H. Igami, S. Kubo, T. Shimozuma, Y. Yoshimura, T. Notake, H. Takahashi, H. Idei, S. Inagaki, H. Tanaka, K. Nagasaki, K. Ohkubo, T. Mutoh, LHD Experiment Group
Fusion Science and Technology | Volume 58 | Number 1 | July-August 2010 | Pages 539-550
Chapter 11. Electron Cyclotron Resonance Heating | Special Issue on Large Helical Device (LHD) | doi.org/10.13182/FST10-A10841
Articles are hosted by Taylor and Francis Online.

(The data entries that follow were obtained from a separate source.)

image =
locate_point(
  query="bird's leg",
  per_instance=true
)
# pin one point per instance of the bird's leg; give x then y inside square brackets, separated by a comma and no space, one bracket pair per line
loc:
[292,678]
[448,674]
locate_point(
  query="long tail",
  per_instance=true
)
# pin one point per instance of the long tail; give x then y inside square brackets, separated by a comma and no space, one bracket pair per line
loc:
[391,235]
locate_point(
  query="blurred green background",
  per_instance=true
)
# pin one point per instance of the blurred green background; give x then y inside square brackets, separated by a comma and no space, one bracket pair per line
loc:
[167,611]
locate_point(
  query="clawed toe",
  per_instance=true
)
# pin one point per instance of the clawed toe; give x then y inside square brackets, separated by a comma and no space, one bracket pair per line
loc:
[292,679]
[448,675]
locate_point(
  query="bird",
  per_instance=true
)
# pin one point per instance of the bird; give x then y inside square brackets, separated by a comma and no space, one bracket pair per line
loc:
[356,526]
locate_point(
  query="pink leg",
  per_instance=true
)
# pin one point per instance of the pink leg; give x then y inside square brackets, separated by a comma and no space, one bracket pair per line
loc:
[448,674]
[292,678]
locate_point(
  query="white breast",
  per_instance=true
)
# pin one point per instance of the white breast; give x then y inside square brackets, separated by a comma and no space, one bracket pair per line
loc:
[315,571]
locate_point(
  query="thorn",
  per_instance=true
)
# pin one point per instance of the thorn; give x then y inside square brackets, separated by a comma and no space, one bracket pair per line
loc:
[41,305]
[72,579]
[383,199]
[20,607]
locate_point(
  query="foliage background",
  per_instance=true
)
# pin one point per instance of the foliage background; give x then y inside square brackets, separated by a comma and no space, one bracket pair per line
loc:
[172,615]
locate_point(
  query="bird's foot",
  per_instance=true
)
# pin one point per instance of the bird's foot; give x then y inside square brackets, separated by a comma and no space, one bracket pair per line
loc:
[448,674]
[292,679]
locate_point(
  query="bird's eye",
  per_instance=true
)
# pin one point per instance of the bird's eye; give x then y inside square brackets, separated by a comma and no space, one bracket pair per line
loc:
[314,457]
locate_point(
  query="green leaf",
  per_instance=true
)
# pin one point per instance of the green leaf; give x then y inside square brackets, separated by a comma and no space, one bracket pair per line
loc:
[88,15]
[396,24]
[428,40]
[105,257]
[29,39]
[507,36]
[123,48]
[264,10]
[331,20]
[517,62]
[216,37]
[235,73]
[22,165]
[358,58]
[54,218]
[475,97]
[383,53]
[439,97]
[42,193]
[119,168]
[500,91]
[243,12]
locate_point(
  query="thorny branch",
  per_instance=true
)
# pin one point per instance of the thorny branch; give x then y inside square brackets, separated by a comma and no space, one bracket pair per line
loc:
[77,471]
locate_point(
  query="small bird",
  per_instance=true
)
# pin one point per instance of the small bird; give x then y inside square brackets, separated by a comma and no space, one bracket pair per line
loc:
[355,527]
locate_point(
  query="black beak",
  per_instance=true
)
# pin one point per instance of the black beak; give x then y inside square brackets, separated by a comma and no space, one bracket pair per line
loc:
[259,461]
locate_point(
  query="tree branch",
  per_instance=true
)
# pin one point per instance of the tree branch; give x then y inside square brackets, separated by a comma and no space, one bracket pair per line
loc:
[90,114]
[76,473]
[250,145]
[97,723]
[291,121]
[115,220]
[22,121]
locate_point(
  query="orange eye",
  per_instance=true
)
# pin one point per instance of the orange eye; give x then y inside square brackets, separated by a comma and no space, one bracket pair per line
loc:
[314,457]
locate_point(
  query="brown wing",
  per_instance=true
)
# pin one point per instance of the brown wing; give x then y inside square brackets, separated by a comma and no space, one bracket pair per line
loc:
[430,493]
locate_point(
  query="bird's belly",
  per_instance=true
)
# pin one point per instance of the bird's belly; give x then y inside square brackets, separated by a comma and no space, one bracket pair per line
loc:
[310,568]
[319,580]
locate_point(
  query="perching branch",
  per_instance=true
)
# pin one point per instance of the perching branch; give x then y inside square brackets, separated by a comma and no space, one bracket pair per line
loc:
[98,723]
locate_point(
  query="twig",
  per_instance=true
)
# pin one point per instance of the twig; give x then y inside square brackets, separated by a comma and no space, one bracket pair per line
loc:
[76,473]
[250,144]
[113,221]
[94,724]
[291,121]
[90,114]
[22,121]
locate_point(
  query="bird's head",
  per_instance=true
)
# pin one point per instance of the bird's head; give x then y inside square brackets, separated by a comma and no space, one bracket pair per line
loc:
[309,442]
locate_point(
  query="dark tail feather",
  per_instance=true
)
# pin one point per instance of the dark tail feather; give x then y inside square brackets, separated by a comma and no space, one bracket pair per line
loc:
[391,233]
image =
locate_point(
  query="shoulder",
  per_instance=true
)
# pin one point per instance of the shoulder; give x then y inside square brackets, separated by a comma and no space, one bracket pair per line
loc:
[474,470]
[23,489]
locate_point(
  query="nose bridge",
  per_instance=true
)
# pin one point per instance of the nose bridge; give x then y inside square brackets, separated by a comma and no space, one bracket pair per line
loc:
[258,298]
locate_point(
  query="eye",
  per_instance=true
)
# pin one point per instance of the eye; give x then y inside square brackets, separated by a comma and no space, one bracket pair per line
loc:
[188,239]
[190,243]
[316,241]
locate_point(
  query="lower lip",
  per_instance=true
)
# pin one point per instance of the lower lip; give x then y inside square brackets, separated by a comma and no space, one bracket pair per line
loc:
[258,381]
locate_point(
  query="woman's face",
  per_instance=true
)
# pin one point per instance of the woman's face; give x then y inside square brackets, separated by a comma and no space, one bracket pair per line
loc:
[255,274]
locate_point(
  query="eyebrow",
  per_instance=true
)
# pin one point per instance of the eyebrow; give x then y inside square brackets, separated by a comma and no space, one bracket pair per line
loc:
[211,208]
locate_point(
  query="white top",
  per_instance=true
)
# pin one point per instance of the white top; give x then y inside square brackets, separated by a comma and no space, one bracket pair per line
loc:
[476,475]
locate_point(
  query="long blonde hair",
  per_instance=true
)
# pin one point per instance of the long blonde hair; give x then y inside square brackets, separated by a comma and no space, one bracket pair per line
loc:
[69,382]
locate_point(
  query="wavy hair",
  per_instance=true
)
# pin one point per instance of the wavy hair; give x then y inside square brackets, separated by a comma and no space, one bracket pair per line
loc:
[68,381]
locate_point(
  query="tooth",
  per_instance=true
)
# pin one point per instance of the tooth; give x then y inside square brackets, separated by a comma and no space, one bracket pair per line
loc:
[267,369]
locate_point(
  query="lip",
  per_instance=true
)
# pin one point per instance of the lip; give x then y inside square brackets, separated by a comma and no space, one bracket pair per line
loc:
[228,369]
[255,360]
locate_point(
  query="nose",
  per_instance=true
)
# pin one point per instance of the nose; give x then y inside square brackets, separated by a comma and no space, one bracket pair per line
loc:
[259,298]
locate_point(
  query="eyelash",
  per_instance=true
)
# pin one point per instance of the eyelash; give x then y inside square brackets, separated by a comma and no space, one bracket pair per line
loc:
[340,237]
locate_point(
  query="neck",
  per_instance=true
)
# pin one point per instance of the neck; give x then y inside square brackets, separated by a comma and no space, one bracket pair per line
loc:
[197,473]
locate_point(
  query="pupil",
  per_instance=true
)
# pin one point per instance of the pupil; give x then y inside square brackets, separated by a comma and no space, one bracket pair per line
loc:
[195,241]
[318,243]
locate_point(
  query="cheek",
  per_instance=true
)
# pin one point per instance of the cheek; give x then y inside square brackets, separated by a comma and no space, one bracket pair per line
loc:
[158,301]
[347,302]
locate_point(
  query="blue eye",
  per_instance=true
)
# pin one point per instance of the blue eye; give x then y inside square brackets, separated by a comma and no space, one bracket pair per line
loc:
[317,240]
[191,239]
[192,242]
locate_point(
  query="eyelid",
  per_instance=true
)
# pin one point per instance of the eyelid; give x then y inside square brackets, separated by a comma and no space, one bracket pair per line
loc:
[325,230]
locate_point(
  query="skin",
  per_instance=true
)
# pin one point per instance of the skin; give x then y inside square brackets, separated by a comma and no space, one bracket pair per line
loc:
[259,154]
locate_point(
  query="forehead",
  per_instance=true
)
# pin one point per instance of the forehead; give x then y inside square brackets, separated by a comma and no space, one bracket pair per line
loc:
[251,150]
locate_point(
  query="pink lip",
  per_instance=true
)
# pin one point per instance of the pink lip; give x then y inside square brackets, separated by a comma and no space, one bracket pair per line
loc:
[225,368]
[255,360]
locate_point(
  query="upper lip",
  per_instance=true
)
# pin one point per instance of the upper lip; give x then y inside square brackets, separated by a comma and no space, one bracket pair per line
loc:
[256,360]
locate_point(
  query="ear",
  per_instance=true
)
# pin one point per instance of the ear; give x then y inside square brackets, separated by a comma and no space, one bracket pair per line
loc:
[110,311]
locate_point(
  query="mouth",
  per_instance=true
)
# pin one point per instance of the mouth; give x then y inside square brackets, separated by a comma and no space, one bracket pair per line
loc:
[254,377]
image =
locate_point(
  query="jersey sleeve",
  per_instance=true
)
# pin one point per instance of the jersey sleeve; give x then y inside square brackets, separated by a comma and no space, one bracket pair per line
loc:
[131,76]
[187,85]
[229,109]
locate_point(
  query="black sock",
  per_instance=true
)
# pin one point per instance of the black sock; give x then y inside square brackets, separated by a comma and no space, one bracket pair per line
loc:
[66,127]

For expanding applicable parameter ranges of electron cyclotron resonance heating (ECRH), various methods of ECRH have been studied with use of millimeter-wave sources of 77-, 82.7-, 84-, and 168-GHz gyrotrons in the Large Helical Device (LHD). The fundamental ordinary (O-) mode and the second-harmonic extraordinary (X-) mode are mainly used for starting up, sustaining, and controlling the plasma. Heating efficiencies of ECRH by launching of these modes have been investigated experimentally for wide range of the central electron density and compared with power absorption rates obtained by ray-tracing calculation. ECRH by the third-harmonic X-mode has been performed in each magnetic configuration Bax = 1 and 2 T with launching of 84-GHz range and 168-GHz millimeter waves. Increases of the electron temperature and the stored energy were observed in both cases. ECRH by the electrostatic electron Bernstein wave (EBW) has been expected to be a promising substitute in parameter ranges where the conventional methods of ECRH by the electromagnetic modes are not available. To perform ECRH by the EBW in LHD, extraordinary-EBW (X-B) and ordinary-extraordinary-EBW (O-X-B) mode conversion processes, the propagation of the wave, and the absorption have been investigated experimentally and theoretically.